Wednesday's outage came just hours after Luma warned that services would be interrupted nightly for the next three days given pre-scheduled maintenance at one plant and interruptions in the generation of power run by Puerto Rico's Electric Power Authority. The most recent outage is not related to the upcoming interruptions in service, Luma said.
It's the latest challenge to hit a company that has come under scrutiny amid high expectations that it would briskly solve problems despite having to rely on aging infrastructure and a fragile power grid that has not been strengthened since Hurricane Maria razed it in 2017 as a Category 4 storm, leaving some customers without power for up to a year.
Victoria Pérez, who lives in the capital of San Juan, said power in her neighborhood of Río Piedras usually goes out two to three times a week, but that outages have recently worsened.
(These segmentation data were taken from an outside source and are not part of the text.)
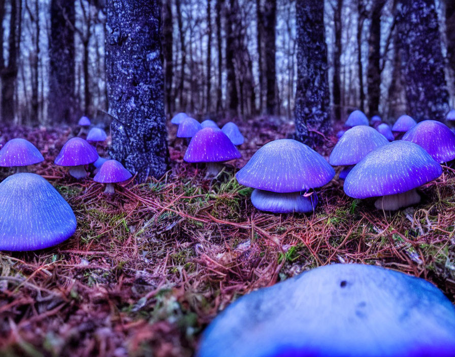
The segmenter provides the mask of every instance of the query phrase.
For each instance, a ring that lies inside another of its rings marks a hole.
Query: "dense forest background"
[[[427,15],[435,15],[431,29],[438,37],[425,27],[413,39],[397,0],[325,1],[333,119],[360,109],[392,120],[415,106],[406,95],[415,84],[406,76],[415,57],[408,55],[408,38],[431,49],[434,60],[442,58],[443,111],[454,106],[455,2],[417,2],[429,3]],[[200,119],[292,118],[296,1],[165,0],[162,7],[168,117],[185,111]],[[1,2],[2,122],[53,125],[74,123],[82,115],[103,120],[109,105],[106,17],[104,0]]]

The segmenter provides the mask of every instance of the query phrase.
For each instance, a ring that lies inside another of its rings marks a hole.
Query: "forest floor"
[[[234,174],[293,130],[270,121],[241,125],[242,158],[212,181],[182,161],[185,147],[170,127],[168,173],[112,197],[53,164],[75,128],[2,130],[0,144],[22,136],[41,150],[46,160],[32,170],[69,202],[78,226],[56,247],[0,253],[0,355],[191,356],[204,327],[239,296],[340,262],[424,278],[455,300],[452,170],[421,188],[419,205],[396,213],[347,197],[337,176],[319,190],[313,215],[259,212]]]

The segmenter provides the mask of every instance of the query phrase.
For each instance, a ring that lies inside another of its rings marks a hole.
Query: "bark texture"
[[[308,145],[323,141],[330,129],[324,3],[297,0],[296,138]]]
[[[111,0],[106,64],[113,158],[140,181],[166,171],[161,2]]]
[[[52,0],[48,110],[51,123],[76,119],[74,19],[73,0]]]
[[[448,93],[435,1],[403,0],[397,10],[409,113],[417,121],[443,121]]]

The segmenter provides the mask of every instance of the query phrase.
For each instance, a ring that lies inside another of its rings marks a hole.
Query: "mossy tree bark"
[[[113,158],[143,182],[168,164],[159,0],[110,0],[106,64]]]
[[[297,0],[296,137],[312,146],[330,129],[324,2]]]

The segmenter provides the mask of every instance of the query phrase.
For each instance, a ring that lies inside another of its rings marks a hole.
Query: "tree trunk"
[[[74,0],[52,0],[48,116],[53,124],[76,119],[74,19]]]
[[[385,2],[386,0],[373,0],[371,11],[367,71],[368,114],[370,117],[379,114],[381,96],[381,13]]]
[[[434,0],[403,2],[397,21],[409,114],[443,121],[448,93]]]
[[[168,114],[174,111],[175,100],[172,95],[172,78],[174,75],[172,63],[172,44],[174,28],[172,23],[172,0],[165,0],[162,7],[162,52],[165,67],[166,108]]]
[[[341,91],[340,86],[340,71],[341,68],[341,10],[343,0],[337,1],[337,7],[334,9],[334,31],[335,46],[333,50],[333,105],[334,113],[336,120],[341,120]]]
[[[161,2],[107,5],[106,64],[113,158],[144,182],[168,163],[160,36]]]
[[[296,138],[313,146],[330,130],[324,3],[297,0]],[[321,135],[322,134],[322,135]]]

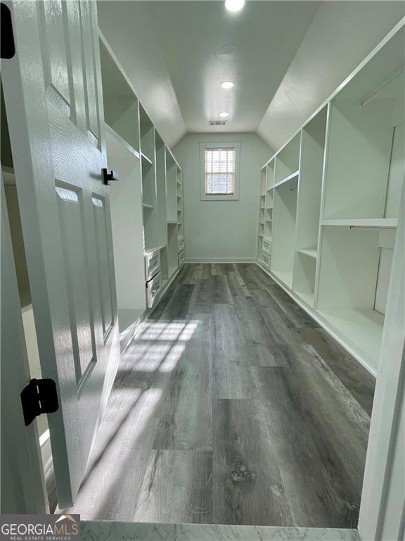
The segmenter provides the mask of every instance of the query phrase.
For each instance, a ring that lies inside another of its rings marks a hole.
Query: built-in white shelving
[[[314,259],[316,259],[318,257],[318,251],[316,249],[311,249],[311,250],[297,250],[299,254],[302,254],[304,256],[307,256],[308,257],[312,257]]]
[[[297,178],[299,174],[300,171],[294,171],[294,173],[288,175],[288,176],[282,178],[281,180],[278,180],[278,182],[274,185],[274,187],[276,188],[278,186],[281,186],[282,184],[284,184],[284,182],[288,182],[290,180],[293,180],[294,179]]]
[[[404,39],[402,27],[260,180],[257,262],[373,374],[405,176]]]
[[[101,32],[99,37],[108,166],[119,176],[110,194],[123,331],[154,305],[155,285],[162,294],[184,261],[182,176]]]
[[[396,229],[397,218],[345,218],[340,220],[321,220],[321,225],[338,225],[364,229]]]

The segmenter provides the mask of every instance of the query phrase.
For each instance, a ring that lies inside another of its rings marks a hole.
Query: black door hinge
[[[117,175],[115,171],[111,170],[110,173],[108,173],[108,169],[106,169],[105,168],[103,168],[102,171],[103,184],[104,184],[105,186],[110,186],[110,182],[111,180],[118,180],[118,175]]]
[[[2,58],[12,58],[15,54],[15,45],[14,44],[14,34],[13,32],[13,23],[11,22],[11,13],[8,6],[1,2],[0,7],[1,23],[1,54]]]
[[[56,384],[53,380],[31,380],[21,391],[21,404],[25,426],[41,413],[53,413],[59,407]]]

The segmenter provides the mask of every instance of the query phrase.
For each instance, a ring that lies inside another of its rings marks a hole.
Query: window
[[[235,149],[205,149],[205,195],[233,195],[235,154]]]
[[[238,199],[240,142],[200,143],[201,199]]]

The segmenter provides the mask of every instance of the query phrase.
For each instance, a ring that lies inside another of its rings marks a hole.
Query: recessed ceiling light
[[[229,11],[239,11],[245,6],[245,0],[225,0],[225,7]]]

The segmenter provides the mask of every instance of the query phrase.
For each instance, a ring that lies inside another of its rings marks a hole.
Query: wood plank
[[[134,520],[212,523],[210,451],[153,451]]]
[[[160,318],[168,321],[186,318],[193,289],[191,284],[177,285]]]
[[[373,382],[255,266],[184,268],[121,359],[68,511],[355,526]]]
[[[238,296],[234,299],[235,313],[245,339],[248,363],[257,366],[286,365],[271,330],[263,318],[261,310],[252,297]]]
[[[214,400],[215,523],[292,523],[266,424],[259,400]]]

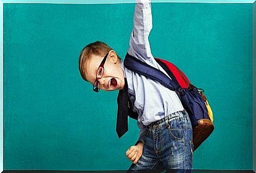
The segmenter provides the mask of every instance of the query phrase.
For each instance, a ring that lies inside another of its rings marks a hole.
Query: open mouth
[[[117,80],[112,78],[109,80],[109,87],[116,87],[117,86]]]

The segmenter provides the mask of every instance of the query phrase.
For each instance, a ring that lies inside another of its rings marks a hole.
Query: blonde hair
[[[90,60],[92,55],[94,55],[99,56],[103,56],[112,49],[106,43],[97,41],[91,43],[84,47],[81,51],[79,56],[79,68],[80,75],[86,81],[88,81],[86,78],[85,66],[88,60]],[[121,58],[117,55],[119,59]]]

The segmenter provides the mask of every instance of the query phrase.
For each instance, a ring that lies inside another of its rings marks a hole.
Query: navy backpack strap
[[[130,70],[158,81],[172,90],[175,90],[175,88],[178,87],[164,73],[130,55],[128,53],[126,54],[124,64],[125,67]]]

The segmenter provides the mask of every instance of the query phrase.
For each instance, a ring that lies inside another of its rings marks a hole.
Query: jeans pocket
[[[185,118],[177,117],[168,120],[169,132],[173,138],[180,140],[185,140],[186,121]]]

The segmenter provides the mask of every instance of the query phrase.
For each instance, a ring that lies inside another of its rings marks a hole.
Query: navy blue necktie
[[[120,138],[128,131],[128,85],[125,78],[125,87],[119,90],[117,96],[117,120],[116,131]]]

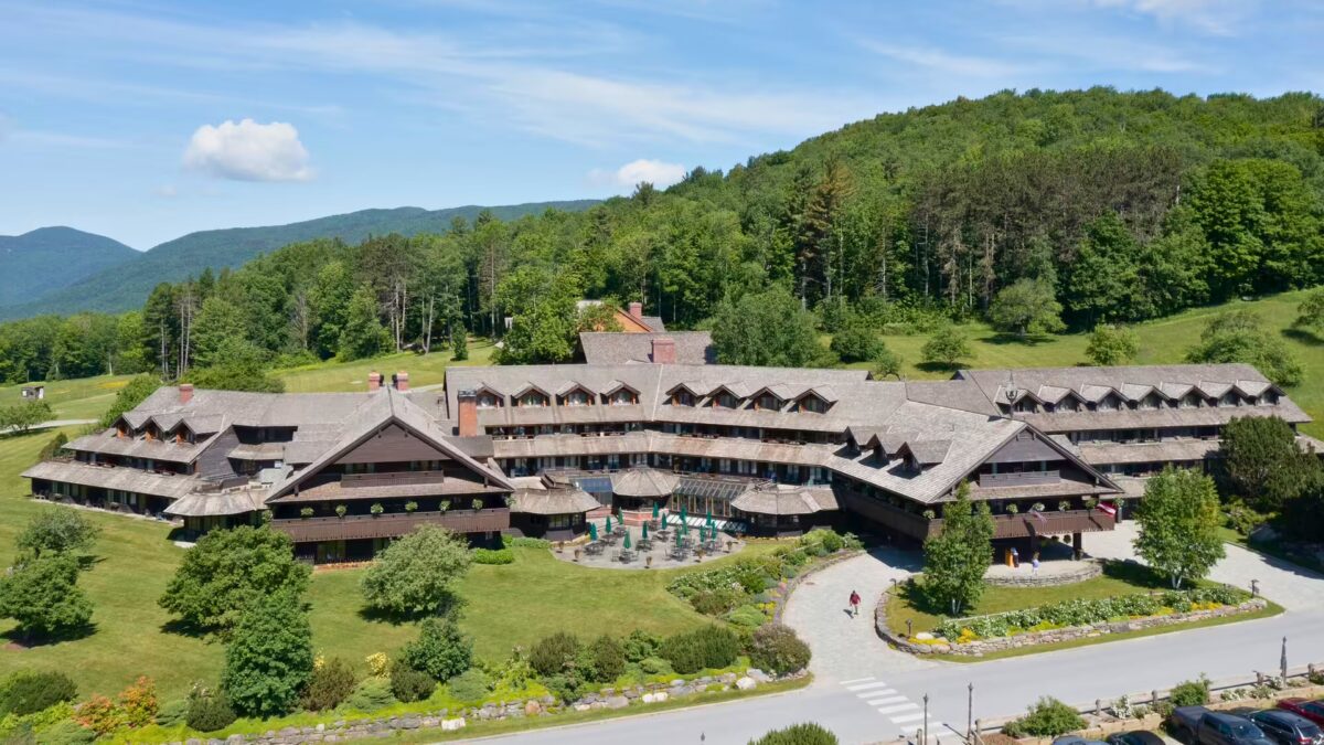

She and her family already had spent two days without electricity when Thursday's massive outage hit, adding that they have had to adjust their budget and buy gasoline to keep their generator going.
"These days it's been running like it's Maria all over again," she said. "The entire neighborhood is noisy."
The outages have been so constant lately that several mayors have declared states of emergency and handed out generators and ice to those most in need, as well as hired private crews to restore power after saying that Luma informed them they lacked enough brigades.
Earlier Wednesday, Luma said it was still probing what caused a large fire at a main substation that led to Thursday's outage, adding that the investigation won't be finalized for another four to six weeks.
Luma is a consortium made up of Calgary, Alberta-based Atco and Quanta Services Inc. of Houston. It serves roughly 1.5 million customers as part of a 15-year contract with Puerto Rico's government, which remains the owner and operator of the island's power generators.